Stealth is handled by traps (doesn't matter if you're sneaky when you stop on a preasure plate), which Wizards are horrible at finding
Scout better then a Ranger - If you mean via familiar, well, familiars make good eating
Punch better then a fighter - More combat encounters. Drain the wizard of offensive spells.
Eventually, the wizard will figure out 'huh, I better save my spells for when I need them'.
Like when they run into the creature that's 3 or 4 CRs above the group level, and they could have really used that Fireball he wasted on a small group of orcs.
By medium levels (8 or 10), you're going to have to throw an
obscene number of locks at the party to have any hope of draining a single caster's low-level spell-slots... and you're going to have to do that every single day. And the caster is still at an advantage, since it would take a Rogue hours to take 20 enough times to pick all those locks, whereas a caster can unlock any non-absurd number of locks in minutes. If you can find a solid justification for throwing a dozen fake locks at the party for every real lock - day after day after day of adventuring - then I applaud you, but I doubt that that's a feat that most DMs could replicate.

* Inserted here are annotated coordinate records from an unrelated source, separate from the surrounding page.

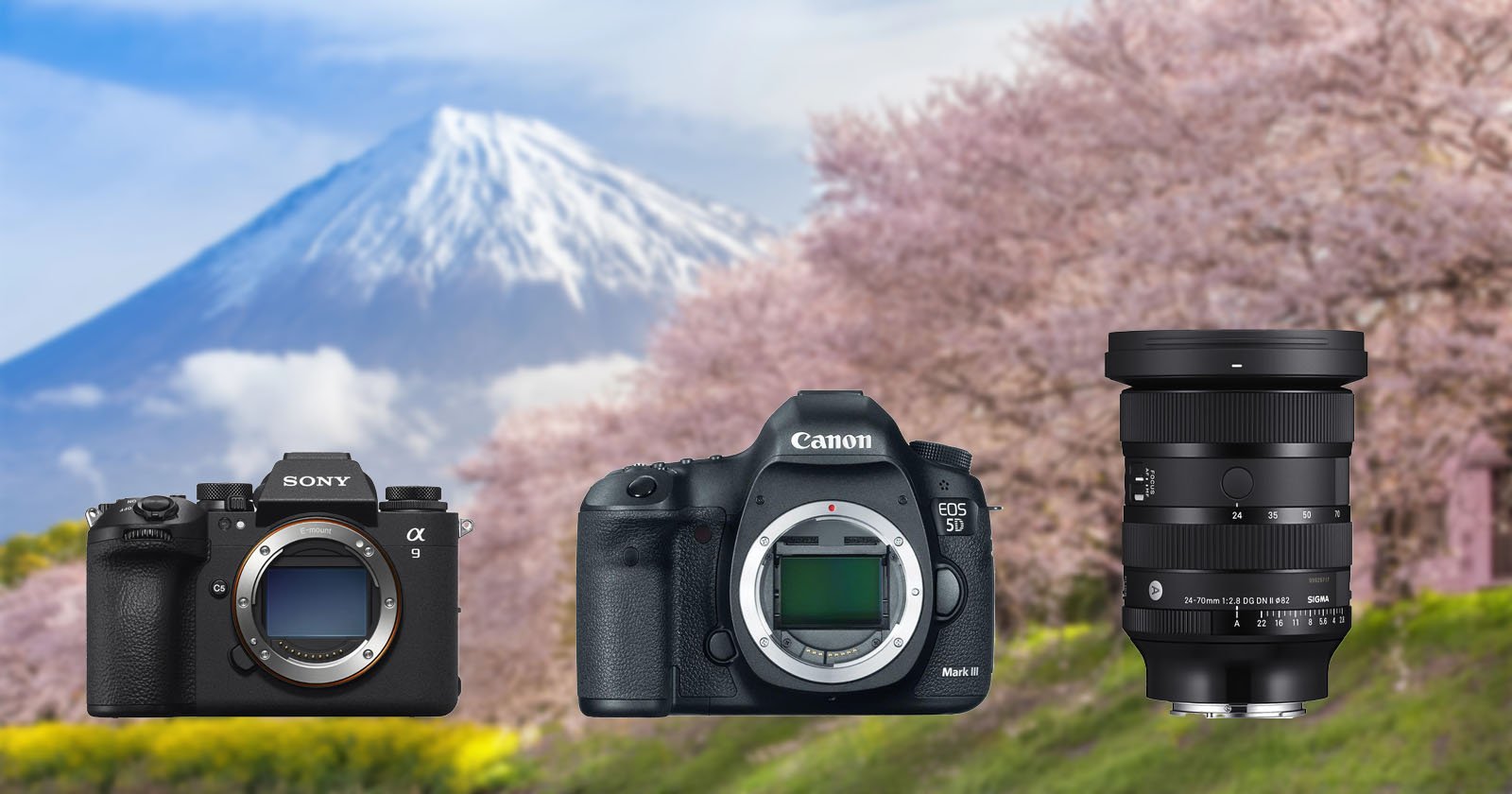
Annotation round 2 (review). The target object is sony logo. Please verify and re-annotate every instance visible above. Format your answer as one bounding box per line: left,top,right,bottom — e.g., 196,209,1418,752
284,475,351,489
789,431,871,449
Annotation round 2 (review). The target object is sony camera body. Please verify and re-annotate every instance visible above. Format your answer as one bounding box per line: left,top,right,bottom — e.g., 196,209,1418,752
88,452,472,716
577,391,993,716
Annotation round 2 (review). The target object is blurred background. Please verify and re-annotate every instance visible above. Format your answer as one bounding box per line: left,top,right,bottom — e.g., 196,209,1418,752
0,0,1512,792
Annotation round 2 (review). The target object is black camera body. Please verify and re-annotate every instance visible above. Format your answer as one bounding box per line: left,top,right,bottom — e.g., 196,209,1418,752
577,391,993,716
86,452,472,716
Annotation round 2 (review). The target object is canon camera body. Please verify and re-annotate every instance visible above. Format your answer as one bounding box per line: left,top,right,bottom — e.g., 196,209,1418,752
577,391,993,716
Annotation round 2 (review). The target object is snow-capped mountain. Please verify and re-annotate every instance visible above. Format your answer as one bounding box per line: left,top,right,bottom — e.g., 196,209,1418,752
0,108,769,535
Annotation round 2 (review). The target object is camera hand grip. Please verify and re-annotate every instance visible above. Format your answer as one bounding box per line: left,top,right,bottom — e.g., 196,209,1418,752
86,539,206,716
577,507,733,716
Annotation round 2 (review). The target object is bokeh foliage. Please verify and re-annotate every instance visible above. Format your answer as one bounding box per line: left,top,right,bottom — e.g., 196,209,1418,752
0,522,89,587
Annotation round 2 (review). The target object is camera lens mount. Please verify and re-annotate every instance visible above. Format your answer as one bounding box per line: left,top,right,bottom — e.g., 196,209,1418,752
736,501,924,683
232,519,403,686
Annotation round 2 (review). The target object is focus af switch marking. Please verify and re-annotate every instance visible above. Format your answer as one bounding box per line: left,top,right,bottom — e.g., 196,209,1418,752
1223,466,1255,499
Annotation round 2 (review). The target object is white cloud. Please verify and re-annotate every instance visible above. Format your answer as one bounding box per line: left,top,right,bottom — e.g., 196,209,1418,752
0,56,360,360
29,0,1081,138
27,383,104,408
489,354,638,414
58,446,104,501
172,348,434,476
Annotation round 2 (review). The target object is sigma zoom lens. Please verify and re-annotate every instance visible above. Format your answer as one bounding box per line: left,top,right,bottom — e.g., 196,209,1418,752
1107,331,1366,716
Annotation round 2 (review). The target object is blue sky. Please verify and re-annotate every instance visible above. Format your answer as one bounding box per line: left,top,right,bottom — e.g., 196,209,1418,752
0,0,1078,360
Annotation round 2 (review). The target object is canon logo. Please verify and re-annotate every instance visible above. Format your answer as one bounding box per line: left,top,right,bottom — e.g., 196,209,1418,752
284,475,351,489
789,431,871,449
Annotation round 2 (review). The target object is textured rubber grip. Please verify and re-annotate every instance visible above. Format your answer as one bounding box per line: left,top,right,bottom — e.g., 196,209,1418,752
85,539,206,716
577,509,733,716
1124,524,1353,570
1119,388,1355,443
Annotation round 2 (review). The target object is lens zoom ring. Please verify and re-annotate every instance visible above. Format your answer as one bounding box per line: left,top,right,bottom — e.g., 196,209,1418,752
1124,607,1212,633
1124,524,1353,570
1119,388,1355,443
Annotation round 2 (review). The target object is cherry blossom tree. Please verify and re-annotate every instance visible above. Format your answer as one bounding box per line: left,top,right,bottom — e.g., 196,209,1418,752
471,0,1512,716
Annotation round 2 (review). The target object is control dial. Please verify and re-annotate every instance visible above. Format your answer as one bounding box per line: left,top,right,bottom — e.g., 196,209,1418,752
194,482,252,502
131,496,179,522
378,486,446,511
383,486,441,502
909,441,971,474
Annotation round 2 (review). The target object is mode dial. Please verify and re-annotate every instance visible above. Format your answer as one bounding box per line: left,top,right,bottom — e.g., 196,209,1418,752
194,482,252,502
131,496,179,522
909,441,971,474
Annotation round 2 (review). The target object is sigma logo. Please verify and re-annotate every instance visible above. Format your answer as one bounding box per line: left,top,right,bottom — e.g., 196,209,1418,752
789,431,871,449
284,475,351,489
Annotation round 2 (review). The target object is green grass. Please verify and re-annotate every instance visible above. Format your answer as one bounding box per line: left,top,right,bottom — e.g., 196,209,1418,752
0,718,519,792
535,590,1512,792
0,588,1512,794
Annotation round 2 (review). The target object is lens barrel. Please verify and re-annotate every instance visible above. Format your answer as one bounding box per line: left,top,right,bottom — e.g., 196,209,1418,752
1106,331,1366,716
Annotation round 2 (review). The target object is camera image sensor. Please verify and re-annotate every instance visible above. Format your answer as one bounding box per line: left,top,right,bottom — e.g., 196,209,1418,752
1106,330,1366,716
263,565,370,640
774,557,887,630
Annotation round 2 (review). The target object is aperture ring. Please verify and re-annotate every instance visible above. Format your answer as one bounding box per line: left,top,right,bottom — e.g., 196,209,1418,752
1124,524,1353,570
1119,388,1355,443
1124,607,1212,635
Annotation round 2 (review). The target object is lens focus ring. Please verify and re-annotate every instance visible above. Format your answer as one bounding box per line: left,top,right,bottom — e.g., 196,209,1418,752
1124,524,1353,570
1119,388,1355,443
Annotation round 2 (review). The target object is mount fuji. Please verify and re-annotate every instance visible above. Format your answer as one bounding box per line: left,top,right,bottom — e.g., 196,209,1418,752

Much like locks, it's going to be difficult to consistently invent justifications for traps in every situation where stealth is appropriate. Additionally, simply casting Fly (or some similar spell) before casting Invisibility makes a Wizard immune to the vast majority of traps.
For scouting, I was thinking more of scying spells than familiars, though familiars are good too (that size bonus on Hide checks makes a big difference). Why should you spend hours scouting out the ork village when a simple Augury spell will give you a decent idea how well the assault will go? If that's not sufficient, Arcane Eye can explore faster, more accurately and with less risk than any Ranger could hope to.
A medium-level Druid can stay wild shaped into the most combat-capable form they can imagine all day, every day, and if the Druid was smart enough to take Natural Spell, they can keep their spellcasting capabilities as well. With even average choices, the Druid can possess the melee combat abilities of a Fighter, an animal companion who is just as good as a Fighter and full spellcasting. How a Fighter is supposed to compete with 2 Fighters and a caster, I don't know.
For those of us who aren't fortunate enough to play Druids, there's always Polymorph. Turn into whatever super-powerful monster you prefer and proceed to be better than the Fighter at their own job for several major fights per day. Sure, the caster won't have enough spell slots to Polymorph for every fight, but if you're throwing more major fights at the party than the caster has spell-slots every day, then all you're going to succeed in doing is killing the party, not balancing the caster (and if they're minor fights, well... it's not an especially stirring recommendation for the Fighter to take on some rats unaided, while the caster is saved for the real threats).
Spoonist, you appear to be contending that the DM is fundamentally responsible for the quality of the game - irrespective of the quality of the system they are using - which is not something I can agree with. If I buy a toaster that spontaneously catches fire occasionally during normal use, then that failure rests entirely on the toaster manufacturers, not with me, the end user. It is not the user's responsibility to pick through the innards of a toaster in order to produce a product that functions as advertised straight out of the box, just as it is not the DM's responsibility to fundamentally overhaul a system in order to produce an RPG without 3.5's level of accidental imbalance. A certain amount of adjustment to taste is perfectly reasonable, but the number of changes that must be made even to Core 3.5 is simply staggering*.
*That's not to imply that I dislike 3.5 or wish to start an edition war, or anything like that. All of my DnD experience rests in 3.5, and I am quite fond of the flexibility of the system, and have no real wish to change to 4th ed. That, doesn't mean that I'm going to refrain from calling 3.5 out on its terrible, terrible balancing, however (as I said before, a system being unbalanced in the face of deliberate optimisation is not a particularly significant problem in my eyes. Being able to significantly unbalance a system with routine choices, however, is a major issue).